Por ello desconcierta el duro e injusto embate que ha emprendido el presidente de la República en su contra, acusándola de ser “de derecha, neoliberal y de promover el egoísmo y el individualismo”; de no haber “estado a la altura de las circunstancias” y de no haber hecho frente a las políticas económicas que él denomina como neoliberales.
El argumento presidencial es contradictorio en sí mismo: su política macroeconómica es similar a la de los gobiernos de los últimos 35 años; y en lo micro, ha radicalizado la visión individualista de la economía, asumiendo que es mediante el reparto directo y no condicionado de dinero a las personas, como se promueve un mercado interno dinámico.

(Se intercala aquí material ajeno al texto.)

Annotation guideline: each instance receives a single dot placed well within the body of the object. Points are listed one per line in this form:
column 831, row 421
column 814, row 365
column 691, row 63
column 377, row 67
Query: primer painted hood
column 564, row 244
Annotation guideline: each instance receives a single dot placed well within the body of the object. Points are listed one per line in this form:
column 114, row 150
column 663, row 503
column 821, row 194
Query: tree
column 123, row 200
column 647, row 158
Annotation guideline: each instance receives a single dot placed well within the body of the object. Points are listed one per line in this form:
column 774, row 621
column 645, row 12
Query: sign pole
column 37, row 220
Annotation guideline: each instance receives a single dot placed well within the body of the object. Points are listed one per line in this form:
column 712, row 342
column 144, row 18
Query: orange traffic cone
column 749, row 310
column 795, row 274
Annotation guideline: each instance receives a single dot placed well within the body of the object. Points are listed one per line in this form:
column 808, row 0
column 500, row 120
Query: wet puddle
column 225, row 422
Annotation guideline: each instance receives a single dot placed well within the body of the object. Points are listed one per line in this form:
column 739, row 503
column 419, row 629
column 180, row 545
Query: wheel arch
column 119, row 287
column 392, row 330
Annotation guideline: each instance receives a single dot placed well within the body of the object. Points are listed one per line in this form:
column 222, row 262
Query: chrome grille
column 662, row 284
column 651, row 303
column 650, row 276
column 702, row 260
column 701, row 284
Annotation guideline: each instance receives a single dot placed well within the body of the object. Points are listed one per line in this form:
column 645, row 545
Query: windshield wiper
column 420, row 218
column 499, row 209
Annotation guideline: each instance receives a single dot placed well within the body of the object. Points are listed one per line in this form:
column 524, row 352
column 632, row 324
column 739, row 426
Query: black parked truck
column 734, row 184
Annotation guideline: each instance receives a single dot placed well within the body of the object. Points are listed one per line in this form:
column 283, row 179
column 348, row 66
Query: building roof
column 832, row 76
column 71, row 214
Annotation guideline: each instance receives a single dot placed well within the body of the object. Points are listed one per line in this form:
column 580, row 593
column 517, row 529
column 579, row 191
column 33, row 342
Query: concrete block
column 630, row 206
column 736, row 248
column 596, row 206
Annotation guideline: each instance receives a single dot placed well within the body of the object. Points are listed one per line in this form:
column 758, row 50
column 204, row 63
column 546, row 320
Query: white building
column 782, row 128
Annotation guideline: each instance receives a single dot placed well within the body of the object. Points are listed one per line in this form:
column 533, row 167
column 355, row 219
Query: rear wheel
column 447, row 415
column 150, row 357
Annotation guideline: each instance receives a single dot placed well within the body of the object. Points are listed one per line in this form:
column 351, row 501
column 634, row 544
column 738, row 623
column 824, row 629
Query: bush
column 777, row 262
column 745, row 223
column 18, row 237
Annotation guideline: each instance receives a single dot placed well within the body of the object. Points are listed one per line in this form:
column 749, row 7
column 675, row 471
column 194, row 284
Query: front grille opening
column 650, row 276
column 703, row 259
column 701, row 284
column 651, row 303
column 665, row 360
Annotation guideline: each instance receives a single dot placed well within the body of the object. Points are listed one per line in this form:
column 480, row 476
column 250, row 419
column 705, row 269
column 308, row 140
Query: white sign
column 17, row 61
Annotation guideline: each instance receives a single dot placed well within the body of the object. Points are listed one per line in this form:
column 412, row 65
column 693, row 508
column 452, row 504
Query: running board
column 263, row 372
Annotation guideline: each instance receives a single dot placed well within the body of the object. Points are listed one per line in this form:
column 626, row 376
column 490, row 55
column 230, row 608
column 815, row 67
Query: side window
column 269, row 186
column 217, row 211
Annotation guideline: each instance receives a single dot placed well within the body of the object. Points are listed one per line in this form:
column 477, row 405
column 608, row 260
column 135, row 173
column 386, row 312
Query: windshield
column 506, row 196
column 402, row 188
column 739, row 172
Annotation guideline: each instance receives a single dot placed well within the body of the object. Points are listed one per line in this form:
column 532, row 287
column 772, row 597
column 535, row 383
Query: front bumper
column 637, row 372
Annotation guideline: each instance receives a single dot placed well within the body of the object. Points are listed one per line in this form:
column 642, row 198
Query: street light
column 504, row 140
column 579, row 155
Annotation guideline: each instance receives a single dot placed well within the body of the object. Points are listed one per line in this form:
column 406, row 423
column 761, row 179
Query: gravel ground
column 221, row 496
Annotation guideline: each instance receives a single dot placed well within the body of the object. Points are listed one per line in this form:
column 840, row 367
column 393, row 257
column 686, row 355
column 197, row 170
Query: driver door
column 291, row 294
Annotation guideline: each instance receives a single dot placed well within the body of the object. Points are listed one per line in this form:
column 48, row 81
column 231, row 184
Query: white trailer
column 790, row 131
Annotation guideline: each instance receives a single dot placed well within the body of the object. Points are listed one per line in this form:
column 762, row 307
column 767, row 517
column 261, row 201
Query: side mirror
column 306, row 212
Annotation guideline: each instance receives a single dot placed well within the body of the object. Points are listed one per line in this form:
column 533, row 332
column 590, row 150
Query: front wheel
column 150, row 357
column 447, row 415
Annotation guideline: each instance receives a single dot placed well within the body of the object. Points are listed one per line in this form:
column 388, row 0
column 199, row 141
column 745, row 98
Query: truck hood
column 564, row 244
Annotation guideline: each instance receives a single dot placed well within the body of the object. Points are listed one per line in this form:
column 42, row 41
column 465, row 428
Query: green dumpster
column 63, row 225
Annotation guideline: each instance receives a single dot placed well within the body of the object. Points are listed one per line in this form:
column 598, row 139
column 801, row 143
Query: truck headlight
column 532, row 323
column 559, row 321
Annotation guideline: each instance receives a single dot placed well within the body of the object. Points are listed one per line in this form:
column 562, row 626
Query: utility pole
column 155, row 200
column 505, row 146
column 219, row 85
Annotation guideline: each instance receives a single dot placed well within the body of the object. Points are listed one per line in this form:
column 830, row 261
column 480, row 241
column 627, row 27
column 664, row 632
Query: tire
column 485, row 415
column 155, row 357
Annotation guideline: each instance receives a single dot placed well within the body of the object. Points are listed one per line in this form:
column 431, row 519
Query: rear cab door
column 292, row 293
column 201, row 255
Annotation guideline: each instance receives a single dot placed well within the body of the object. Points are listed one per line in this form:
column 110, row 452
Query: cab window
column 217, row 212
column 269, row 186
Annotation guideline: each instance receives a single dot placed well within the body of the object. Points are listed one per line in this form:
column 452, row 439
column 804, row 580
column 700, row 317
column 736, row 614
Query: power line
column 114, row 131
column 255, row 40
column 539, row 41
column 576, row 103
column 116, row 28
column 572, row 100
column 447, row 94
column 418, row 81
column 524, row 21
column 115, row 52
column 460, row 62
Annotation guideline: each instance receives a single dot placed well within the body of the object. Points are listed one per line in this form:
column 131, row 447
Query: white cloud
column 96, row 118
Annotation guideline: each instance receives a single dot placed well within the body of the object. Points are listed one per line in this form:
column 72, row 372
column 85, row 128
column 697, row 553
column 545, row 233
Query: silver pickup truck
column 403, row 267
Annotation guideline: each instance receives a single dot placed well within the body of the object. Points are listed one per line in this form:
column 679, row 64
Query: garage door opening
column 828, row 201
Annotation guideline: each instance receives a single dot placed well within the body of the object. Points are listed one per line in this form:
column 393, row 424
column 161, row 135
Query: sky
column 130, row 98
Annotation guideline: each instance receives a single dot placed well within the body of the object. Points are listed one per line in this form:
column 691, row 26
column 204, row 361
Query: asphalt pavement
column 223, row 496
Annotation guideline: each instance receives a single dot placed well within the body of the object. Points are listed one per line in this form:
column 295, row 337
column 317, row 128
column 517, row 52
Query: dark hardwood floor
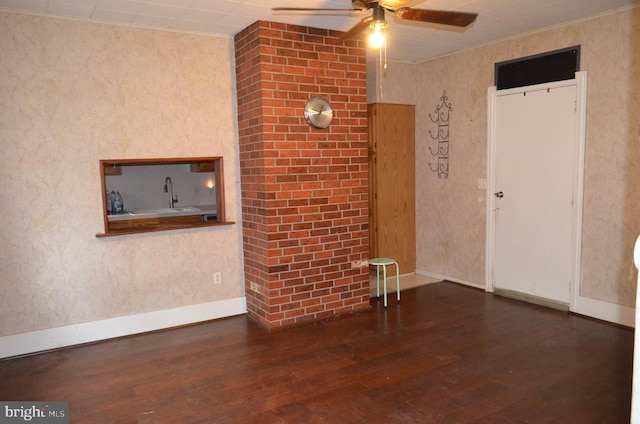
column 446, row 354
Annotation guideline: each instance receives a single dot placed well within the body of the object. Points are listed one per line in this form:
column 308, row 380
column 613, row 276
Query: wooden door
column 392, row 222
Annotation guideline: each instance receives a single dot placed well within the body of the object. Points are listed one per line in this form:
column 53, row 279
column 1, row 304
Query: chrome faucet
column 168, row 188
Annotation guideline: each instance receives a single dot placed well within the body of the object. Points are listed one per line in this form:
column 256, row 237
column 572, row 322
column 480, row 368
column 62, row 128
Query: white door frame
column 580, row 82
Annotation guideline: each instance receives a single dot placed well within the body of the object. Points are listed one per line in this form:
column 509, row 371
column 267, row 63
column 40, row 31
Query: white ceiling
column 408, row 42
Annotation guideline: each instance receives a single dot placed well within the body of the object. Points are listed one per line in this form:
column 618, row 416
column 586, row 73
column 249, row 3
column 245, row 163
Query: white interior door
column 534, row 182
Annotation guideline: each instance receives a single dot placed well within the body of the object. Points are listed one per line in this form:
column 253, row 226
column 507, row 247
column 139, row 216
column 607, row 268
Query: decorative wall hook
column 441, row 136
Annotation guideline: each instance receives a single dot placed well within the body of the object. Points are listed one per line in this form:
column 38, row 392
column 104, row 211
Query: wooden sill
column 152, row 227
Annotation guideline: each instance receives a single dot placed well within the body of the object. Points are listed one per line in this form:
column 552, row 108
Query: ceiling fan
column 377, row 22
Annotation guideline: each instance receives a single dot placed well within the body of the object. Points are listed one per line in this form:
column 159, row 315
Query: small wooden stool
column 383, row 262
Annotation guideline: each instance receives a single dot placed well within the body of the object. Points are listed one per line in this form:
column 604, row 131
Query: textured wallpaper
column 74, row 93
column 450, row 213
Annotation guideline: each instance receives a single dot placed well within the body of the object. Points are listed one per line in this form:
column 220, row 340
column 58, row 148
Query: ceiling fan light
column 378, row 37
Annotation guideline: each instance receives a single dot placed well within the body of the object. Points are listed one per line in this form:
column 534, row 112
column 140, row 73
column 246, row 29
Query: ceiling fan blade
column 311, row 9
column 443, row 17
column 357, row 28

Pese a todo, aun cuando lo anterior es de la mayor relevancia, pasa a segundo plano si se considera la posición desde la que el presidente arremete en contra de la UNAM. Su argumentación se plantea desde una pretendida superioridad moral, desde la que se presupone que la Universidad más importante del país debe tomar postura respecto de un proyecto personal y la visión particular del poder que él ha planteado al país.
Si la UNAM hiciera tal cosa, bien podría exigírsele que lo haga respecto de los proyectos que habrán de venir en el futuro. Lo cual constituye un absurdo, desde el punto de vista que se le piense.
Por el contrario, la Universidad Nacional, y todas las universidades públicas del país, tienen la obligación, desde el ejercicio responsable de su autonomía, de ser siempre una mirada crítica frente al poder; lo encabece quien lo encabece. Las universidades tienen el mandato de ser espacios de pluralidad, tolerancia y apertura a todas las visiones y a todas las miradas, porque no hay asignación aceptable de un carácter moral superior a ninguna postura o visión del conocimiento.
El presidente, en este tema, tiene una visión errónea, porque parte del equívoco platónico de suponer que aquello que es bueno, por definición es verdadero, y viceversa. Frente a ese despropósito, Nietzsche nos alertó con razón que, en esos términos, debe comprenderse que ni el bien ni el mal existen; y que más nos vale ser capaces de enfrentar con valor el mandato de llegar a ser quienes estamos llamados a ser.
Y esto lleva de vuelta al principio de este texto: la Universidad debe hacer caso de su vocación más profunda, que es a la vez la más auténtica, y que le ha permitido pervivir a lo largo de las décadas: ser un espacio indeclinable de saber, de ciencia y sobre todas las cosas, de libertad.